There’s nothing quite like an early morning set of glassy waves. Last Saturday I paddled out with friends Pam and Al and my husband, Ed. The water from shore to haystack at Pacific City, OR was gin clear and glassy. We appreciated the lack of wind after a wind-blown/blown out session the night before. Paddling out the Haystack was compelling enough to invite Pam for a paddle to within 10 yards of the world’s fourth largest sea stack or off-shore monolith in the world. It stands 327 feet above the sea – an ancient reminder of how this awesome area was created.
We were treated with hip-high glassy swells and no crowds at all. It was a day for grabbing the gusto of ocean fun and letting the fun fly!
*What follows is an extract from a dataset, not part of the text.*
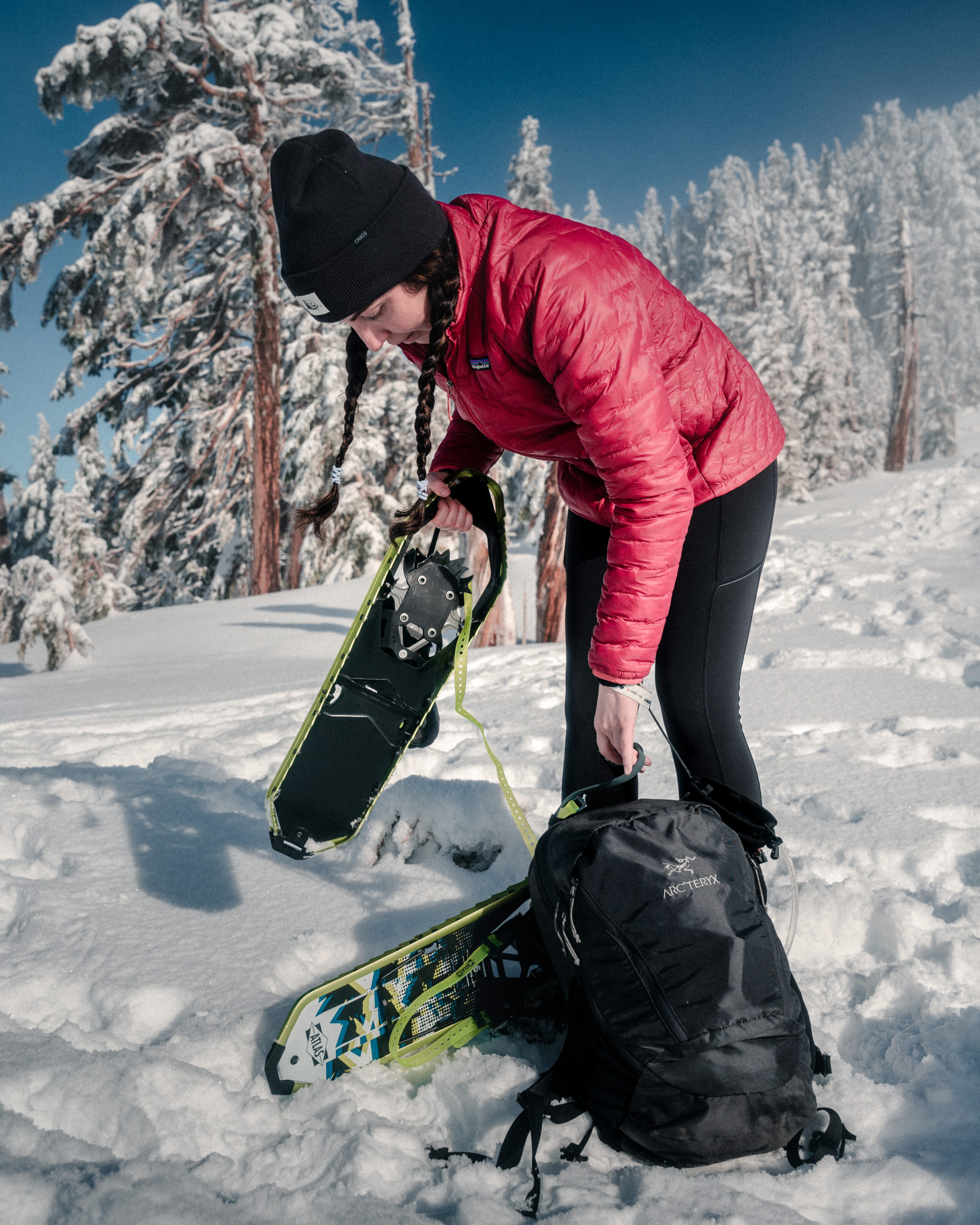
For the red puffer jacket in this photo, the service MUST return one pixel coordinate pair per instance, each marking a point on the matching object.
(567, 344)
The SUP perspective was better than ever, giving a vantage point to notice shells on the sea floor below, loons and sea lions playing and the gray whale sounding again and again off the buoy side of Haystack Rock.
We got some up closer sightings of the whale, the size of a city bus, as it emerged from the rolling waves and with a loud swoosh,when we hiked to the tip of Cape Kiwanda. It’s a gray whale making one of the most remarkable migrations in the natural world, a scene which can be observed each winter along the Northwest coast. Each winter, more than 20,000 gray whales can be observed along the Northwest coast as they make their way south on part of their incredible 12,000 mile annual round trip migration from the northern waters off Alaska and the Arctic Sea to their winter breeding grounds of Baja California off Mexico.
The entire area seemed idyllic and I am sure a great part what we enjoy today – and hope to for generations to come – stems from the efforts of groups like the Surfrider Foundation and their recent Ban the Bags initiative. Activism for our oceans is diverse and on-going.